Aperture varying autoregressive covariance modeling for 2D oversampled receive arrays

Recently it has been proposed that two-dimensional (2D) oversampled received arrays could be used to provide signal-to-external noise ratio (SENR) gains for over-the-horizon radar applications which are strongly externally noise limited. These array configurations can be used to exploit superdirective adaptive beamforming techniques. A key element of the superdirective adaptive beamforming process is the estimation of the array spatial noise covariance matrix. In this paper we propose a parametric covariance modeling technique called aperture varying autoregressive (AVAR) covariance modeling that captures the 2D spatial correlation structure of high-frequency (HF) background noise sampled by an oversampled 2D receive array. The use of this covariance modeling technique can significantly reduce the computational requirements for the inversion of large spatial covariance matrices.
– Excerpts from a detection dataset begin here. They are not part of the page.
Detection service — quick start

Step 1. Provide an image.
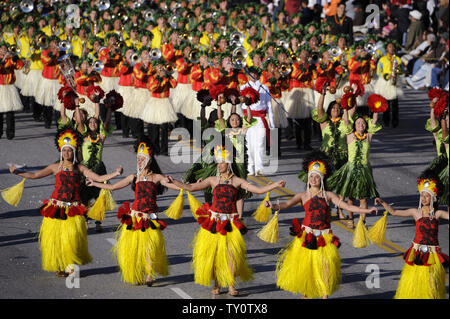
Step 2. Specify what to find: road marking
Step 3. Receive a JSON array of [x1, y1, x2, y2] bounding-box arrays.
[[170, 288, 194, 299]]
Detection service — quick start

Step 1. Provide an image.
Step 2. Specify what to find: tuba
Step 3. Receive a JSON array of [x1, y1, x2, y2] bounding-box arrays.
[[279, 63, 292, 77], [19, 0, 34, 13], [328, 46, 342, 58], [231, 47, 247, 69], [92, 60, 105, 72], [150, 48, 161, 60], [97, 0, 111, 11], [130, 52, 141, 66], [144, 9, 155, 21], [308, 51, 322, 64], [230, 31, 244, 47], [188, 49, 200, 64]]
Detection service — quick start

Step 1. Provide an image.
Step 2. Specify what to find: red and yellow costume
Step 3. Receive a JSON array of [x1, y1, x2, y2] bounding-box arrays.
[[114, 181, 169, 285], [193, 184, 253, 287], [394, 216, 449, 299], [276, 196, 341, 298]]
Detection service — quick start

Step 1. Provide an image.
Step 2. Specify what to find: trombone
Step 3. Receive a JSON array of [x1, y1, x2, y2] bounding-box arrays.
[[150, 48, 161, 60], [230, 31, 244, 47], [231, 47, 247, 69], [279, 62, 292, 77]]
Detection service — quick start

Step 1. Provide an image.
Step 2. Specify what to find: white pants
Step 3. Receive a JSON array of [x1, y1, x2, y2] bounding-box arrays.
[[245, 126, 266, 175]]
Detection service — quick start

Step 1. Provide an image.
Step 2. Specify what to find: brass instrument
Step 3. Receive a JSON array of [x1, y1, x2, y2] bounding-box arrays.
[[144, 9, 155, 21], [230, 31, 244, 47], [58, 40, 70, 52], [130, 52, 141, 66], [328, 46, 342, 58], [97, 0, 111, 11], [37, 35, 50, 50], [308, 51, 322, 64], [279, 63, 292, 77], [150, 48, 162, 60], [188, 49, 200, 64], [277, 39, 289, 50], [231, 47, 247, 69], [92, 60, 105, 72], [19, 0, 34, 13], [164, 63, 176, 75]]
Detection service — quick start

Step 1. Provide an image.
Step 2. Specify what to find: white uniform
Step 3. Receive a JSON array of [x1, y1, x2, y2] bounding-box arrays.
[[240, 81, 275, 175]]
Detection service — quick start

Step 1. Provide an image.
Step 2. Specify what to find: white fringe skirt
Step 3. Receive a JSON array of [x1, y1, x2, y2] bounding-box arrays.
[[117, 85, 136, 116], [283, 88, 316, 119], [20, 70, 42, 96], [34, 77, 61, 107], [374, 77, 403, 100], [140, 95, 178, 124], [0, 84, 23, 113], [14, 70, 26, 90], [98, 75, 120, 95], [169, 83, 192, 113], [128, 88, 152, 119]]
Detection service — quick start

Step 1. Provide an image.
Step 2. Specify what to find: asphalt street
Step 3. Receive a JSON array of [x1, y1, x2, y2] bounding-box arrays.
[[0, 85, 449, 300]]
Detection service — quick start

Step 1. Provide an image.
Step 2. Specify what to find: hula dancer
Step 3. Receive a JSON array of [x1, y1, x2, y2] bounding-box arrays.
[[375, 170, 449, 299], [328, 105, 381, 228], [266, 151, 377, 299], [10, 129, 122, 276], [87, 136, 179, 286], [168, 146, 285, 296]]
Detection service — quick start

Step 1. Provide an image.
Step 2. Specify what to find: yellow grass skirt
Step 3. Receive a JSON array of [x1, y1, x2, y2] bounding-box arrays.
[[113, 225, 169, 285], [394, 252, 446, 299], [192, 223, 253, 287], [275, 232, 341, 298], [39, 215, 92, 272]]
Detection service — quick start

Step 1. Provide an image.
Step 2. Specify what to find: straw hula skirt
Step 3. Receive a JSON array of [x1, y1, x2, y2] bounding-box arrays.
[[0, 84, 23, 113], [275, 219, 341, 298], [192, 203, 253, 288], [139, 95, 178, 124], [39, 199, 92, 272], [113, 202, 169, 285]]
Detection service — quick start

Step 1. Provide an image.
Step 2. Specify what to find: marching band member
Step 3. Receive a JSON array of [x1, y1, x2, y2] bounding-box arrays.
[[240, 66, 275, 175], [0, 42, 24, 140], [374, 40, 403, 127], [145, 58, 178, 156]]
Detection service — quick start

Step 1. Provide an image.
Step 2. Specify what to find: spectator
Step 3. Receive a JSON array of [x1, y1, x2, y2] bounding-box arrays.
[[324, 2, 353, 43], [405, 10, 423, 52]]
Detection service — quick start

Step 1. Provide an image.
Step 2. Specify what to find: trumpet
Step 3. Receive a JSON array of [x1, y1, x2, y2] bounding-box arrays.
[[58, 40, 70, 51], [19, 0, 34, 13], [36, 35, 49, 50], [308, 51, 322, 64], [188, 49, 200, 64], [130, 52, 141, 66], [144, 9, 155, 21], [328, 46, 342, 58], [277, 39, 289, 50], [279, 63, 292, 77], [231, 47, 247, 69], [164, 63, 176, 75], [150, 48, 161, 60], [92, 60, 105, 72], [97, 0, 111, 11], [230, 31, 244, 47]]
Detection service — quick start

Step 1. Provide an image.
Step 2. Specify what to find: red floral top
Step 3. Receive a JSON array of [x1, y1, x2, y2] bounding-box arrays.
[[131, 181, 158, 214], [302, 196, 331, 230], [51, 171, 81, 202], [210, 184, 238, 214], [414, 217, 439, 246]]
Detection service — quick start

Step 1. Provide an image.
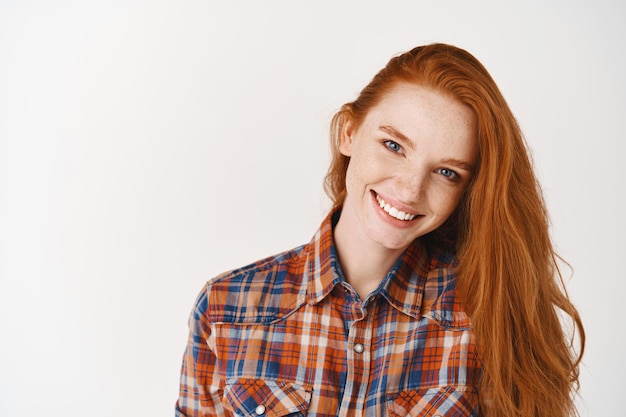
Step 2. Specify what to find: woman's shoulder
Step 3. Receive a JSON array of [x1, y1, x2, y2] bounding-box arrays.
[[200, 245, 307, 324]]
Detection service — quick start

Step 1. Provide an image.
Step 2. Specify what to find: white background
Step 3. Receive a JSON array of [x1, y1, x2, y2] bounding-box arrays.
[[0, 0, 626, 417]]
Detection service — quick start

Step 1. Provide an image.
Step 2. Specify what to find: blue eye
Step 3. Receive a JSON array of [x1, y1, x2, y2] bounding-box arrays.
[[385, 140, 402, 153], [437, 168, 459, 179]]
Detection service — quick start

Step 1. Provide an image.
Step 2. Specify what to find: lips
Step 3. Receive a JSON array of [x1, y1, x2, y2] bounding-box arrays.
[[376, 194, 418, 222]]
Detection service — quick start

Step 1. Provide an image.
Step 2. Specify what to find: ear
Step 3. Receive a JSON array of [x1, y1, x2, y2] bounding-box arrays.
[[339, 119, 354, 157]]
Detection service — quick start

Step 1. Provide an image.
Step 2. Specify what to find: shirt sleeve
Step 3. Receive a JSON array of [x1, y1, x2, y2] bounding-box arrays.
[[176, 288, 226, 417]]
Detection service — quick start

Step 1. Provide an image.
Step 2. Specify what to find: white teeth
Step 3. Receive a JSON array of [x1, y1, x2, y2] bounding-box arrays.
[[376, 195, 416, 221]]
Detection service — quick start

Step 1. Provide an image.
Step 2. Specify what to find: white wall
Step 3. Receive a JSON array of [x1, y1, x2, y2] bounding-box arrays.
[[0, 0, 626, 417]]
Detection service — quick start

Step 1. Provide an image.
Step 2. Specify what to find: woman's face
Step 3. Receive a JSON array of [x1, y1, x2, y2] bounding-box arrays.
[[340, 83, 478, 250]]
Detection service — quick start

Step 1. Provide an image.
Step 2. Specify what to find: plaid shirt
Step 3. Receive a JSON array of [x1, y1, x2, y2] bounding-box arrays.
[[176, 213, 480, 417]]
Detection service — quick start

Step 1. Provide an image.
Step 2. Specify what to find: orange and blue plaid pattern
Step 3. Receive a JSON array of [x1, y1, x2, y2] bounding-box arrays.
[[176, 213, 481, 417]]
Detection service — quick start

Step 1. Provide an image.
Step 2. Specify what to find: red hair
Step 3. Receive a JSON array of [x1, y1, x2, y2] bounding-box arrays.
[[325, 44, 585, 417]]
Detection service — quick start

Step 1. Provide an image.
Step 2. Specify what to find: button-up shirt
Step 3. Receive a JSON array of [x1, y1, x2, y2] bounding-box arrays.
[[176, 212, 480, 417]]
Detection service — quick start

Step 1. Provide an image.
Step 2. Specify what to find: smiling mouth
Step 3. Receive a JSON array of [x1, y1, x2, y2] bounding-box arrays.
[[376, 194, 417, 222]]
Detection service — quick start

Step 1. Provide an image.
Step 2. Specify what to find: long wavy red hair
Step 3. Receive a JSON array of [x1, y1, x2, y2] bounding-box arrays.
[[325, 44, 585, 417]]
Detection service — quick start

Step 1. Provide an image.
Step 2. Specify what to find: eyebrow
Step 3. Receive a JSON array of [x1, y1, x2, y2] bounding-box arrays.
[[441, 158, 474, 172], [379, 125, 474, 172]]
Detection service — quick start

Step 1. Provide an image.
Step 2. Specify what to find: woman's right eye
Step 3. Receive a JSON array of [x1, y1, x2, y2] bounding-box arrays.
[[385, 140, 402, 153]]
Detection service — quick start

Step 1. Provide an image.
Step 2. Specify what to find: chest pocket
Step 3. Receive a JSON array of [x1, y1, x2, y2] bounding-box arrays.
[[387, 386, 478, 417], [222, 379, 311, 417]]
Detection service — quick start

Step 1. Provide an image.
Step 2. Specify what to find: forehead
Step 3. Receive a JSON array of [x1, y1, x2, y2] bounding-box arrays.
[[363, 83, 476, 134]]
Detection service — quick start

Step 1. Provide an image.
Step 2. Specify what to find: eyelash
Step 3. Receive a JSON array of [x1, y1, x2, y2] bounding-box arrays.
[[436, 168, 461, 181], [383, 139, 402, 153]]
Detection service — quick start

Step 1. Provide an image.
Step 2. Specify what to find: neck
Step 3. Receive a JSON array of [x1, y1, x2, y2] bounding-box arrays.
[[334, 208, 404, 300]]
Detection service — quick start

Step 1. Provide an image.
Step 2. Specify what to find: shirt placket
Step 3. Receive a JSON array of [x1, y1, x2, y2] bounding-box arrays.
[[338, 290, 374, 417]]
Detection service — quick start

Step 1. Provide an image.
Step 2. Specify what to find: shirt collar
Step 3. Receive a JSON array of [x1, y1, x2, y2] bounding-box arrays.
[[304, 208, 448, 317]]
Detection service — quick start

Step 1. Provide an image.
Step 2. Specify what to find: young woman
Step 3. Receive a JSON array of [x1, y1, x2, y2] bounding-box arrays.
[[176, 44, 584, 417]]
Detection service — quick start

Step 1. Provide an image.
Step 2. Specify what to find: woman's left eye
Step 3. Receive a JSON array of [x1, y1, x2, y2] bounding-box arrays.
[[437, 168, 459, 180], [385, 140, 402, 153]]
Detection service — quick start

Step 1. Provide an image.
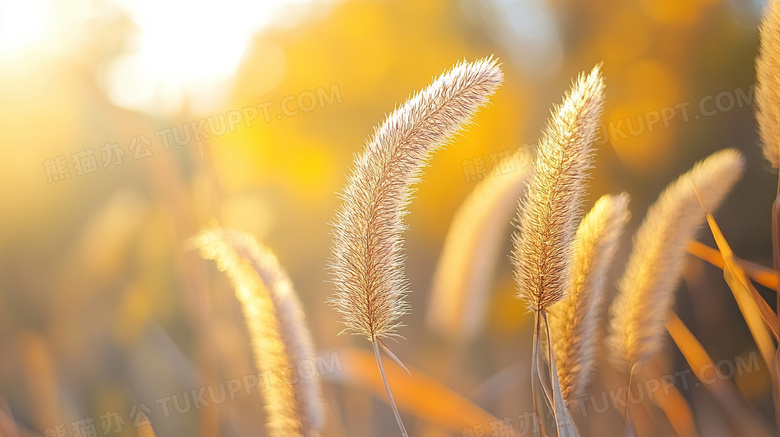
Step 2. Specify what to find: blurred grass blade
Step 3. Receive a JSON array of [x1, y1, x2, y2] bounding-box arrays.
[[645, 359, 699, 437], [326, 349, 497, 435], [666, 313, 771, 437], [707, 213, 778, 342], [688, 240, 778, 291]]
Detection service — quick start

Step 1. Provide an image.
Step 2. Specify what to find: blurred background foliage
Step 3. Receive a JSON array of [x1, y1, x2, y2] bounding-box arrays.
[[0, 0, 776, 436]]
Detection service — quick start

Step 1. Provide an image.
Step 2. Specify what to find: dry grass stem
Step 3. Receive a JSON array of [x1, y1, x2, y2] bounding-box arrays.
[[426, 152, 530, 343], [756, 1, 780, 168], [330, 59, 503, 339], [607, 149, 743, 370], [512, 66, 604, 311]]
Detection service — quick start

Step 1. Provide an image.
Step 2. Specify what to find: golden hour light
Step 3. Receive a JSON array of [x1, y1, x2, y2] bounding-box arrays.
[[0, 0, 780, 437]]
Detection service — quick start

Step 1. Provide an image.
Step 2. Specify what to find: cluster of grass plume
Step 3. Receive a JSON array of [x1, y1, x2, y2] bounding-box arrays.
[[193, 5, 780, 430]]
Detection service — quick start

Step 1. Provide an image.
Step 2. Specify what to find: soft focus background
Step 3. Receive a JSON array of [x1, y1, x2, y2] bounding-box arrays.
[[0, 0, 777, 437]]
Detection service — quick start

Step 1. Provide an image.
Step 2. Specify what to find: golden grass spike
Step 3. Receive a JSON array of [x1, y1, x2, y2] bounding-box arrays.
[[550, 193, 630, 404], [426, 153, 530, 343], [756, 0, 780, 168], [607, 149, 743, 369], [512, 66, 604, 311], [329, 58, 503, 340], [194, 228, 324, 437], [688, 240, 778, 291], [329, 58, 504, 436]]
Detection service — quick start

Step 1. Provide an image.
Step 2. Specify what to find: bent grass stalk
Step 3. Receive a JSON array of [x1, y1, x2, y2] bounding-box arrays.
[[511, 65, 604, 436], [191, 227, 324, 437], [328, 58, 503, 436]]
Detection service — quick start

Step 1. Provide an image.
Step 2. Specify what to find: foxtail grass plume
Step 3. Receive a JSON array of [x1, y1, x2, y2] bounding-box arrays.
[[512, 66, 604, 312], [756, 0, 780, 168], [549, 193, 631, 404], [193, 227, 324, 437], [329, 58, 504, 437], [329, 58, 503, 341], [607, 149, 744, 371], [426, 149, 530, 343]]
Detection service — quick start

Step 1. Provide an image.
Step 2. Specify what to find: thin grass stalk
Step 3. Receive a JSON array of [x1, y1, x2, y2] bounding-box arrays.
[[328, 58, 503, 435], [371, 338, 409, 437]]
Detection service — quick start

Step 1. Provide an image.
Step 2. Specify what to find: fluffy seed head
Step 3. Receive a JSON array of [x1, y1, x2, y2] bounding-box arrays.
[[426, 149, 530, 342], [607, 149, 744, 368], [329, 58, 503, 339], [193, 228, 324, 437], [756, 0, 780, 168], [512, 66, 604, 311], [549, 193, 631, 403]]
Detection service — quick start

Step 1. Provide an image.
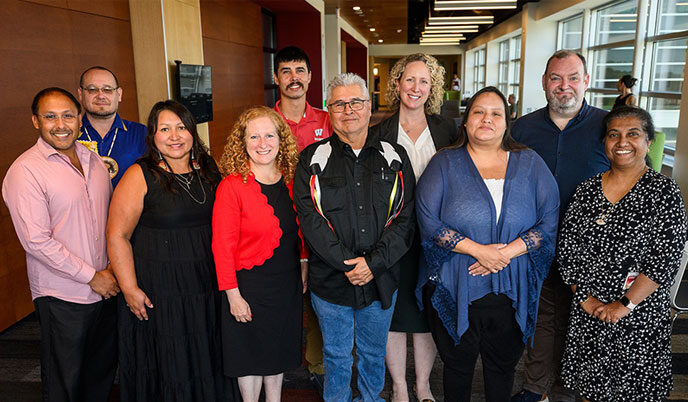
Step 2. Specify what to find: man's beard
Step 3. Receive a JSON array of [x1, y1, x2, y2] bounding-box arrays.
[[545, 92, 580, 114], [84, 107, 117, 119]]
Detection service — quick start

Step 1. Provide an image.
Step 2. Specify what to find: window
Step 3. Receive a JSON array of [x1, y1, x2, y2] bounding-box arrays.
[[497, 39, 509, 95], [634, 0, 688, 162], [581, 0, 638, 110], [557, 14, 583, 50], [654, 0, 688, 35], [504, 35, 521, 97], [262, 9, 279, 107], [592, 0, 638, 45], [473, 47, 485, 93], [498, 35, 521, 96]]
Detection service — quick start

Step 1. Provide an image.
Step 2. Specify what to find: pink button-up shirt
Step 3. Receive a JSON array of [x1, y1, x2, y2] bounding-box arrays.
[[2, 138, 112, 304]]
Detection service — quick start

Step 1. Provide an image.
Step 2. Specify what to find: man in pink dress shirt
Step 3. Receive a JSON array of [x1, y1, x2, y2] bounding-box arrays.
[[2, 88, 119, 402]]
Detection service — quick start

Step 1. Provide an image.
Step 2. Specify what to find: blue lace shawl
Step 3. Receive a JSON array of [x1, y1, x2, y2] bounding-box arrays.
[[416, 147, 559, 344]]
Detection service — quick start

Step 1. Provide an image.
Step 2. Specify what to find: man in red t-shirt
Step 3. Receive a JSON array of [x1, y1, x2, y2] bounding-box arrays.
[[274, 46, 332, 396], [274, 46, 332, 151]]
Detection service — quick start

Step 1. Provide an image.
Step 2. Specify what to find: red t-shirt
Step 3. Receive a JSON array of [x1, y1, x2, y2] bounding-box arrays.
[[274, 101, 332, 151]]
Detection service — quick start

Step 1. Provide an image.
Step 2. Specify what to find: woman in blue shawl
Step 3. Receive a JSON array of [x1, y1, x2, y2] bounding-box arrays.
[[416, 87, 559, 401]]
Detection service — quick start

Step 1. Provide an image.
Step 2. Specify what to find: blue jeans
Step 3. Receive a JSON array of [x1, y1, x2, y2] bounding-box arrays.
[[311, 292, 397, 402]]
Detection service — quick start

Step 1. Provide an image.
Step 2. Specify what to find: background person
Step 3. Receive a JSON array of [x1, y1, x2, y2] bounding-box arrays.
[[107, 100, 232, 402], [416, 87, 559, 401], [274, 46, 332, 396], [558, 106, 686, 402], [371, 53, 457, 402], [612, 74, 640, 109], [77, 66, 146, 187], [213, 106, 308, 402]]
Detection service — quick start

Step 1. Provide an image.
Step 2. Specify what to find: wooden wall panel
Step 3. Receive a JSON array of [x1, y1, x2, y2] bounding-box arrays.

Additional gains are achieved via reduced sample support requirements for an N-element 2D receive array. In this paper we introduce 2D aperture varying autoregressive models AVAR(m,l) that are spatially non-stationary generalizations of traditional autoregressive AR(m) or AR (m,l) techniques. While traditional AR techniques model covariance structure as toeplitz or toeplitz-block-toeplitz, these new AVAR models enforce a banded or doubly banded inverse covariance structure which is more general. The introduced AVAR methods are closely coupled to the oversampled array architecture which in the presence of nearly homogeneous external noise exhibits spatial correlation most strongly amongst closely spaced elements. Therefore the use of these AVAR methods effectively restricts the adaptive beamforming to gains achievable through superdirective beamforming.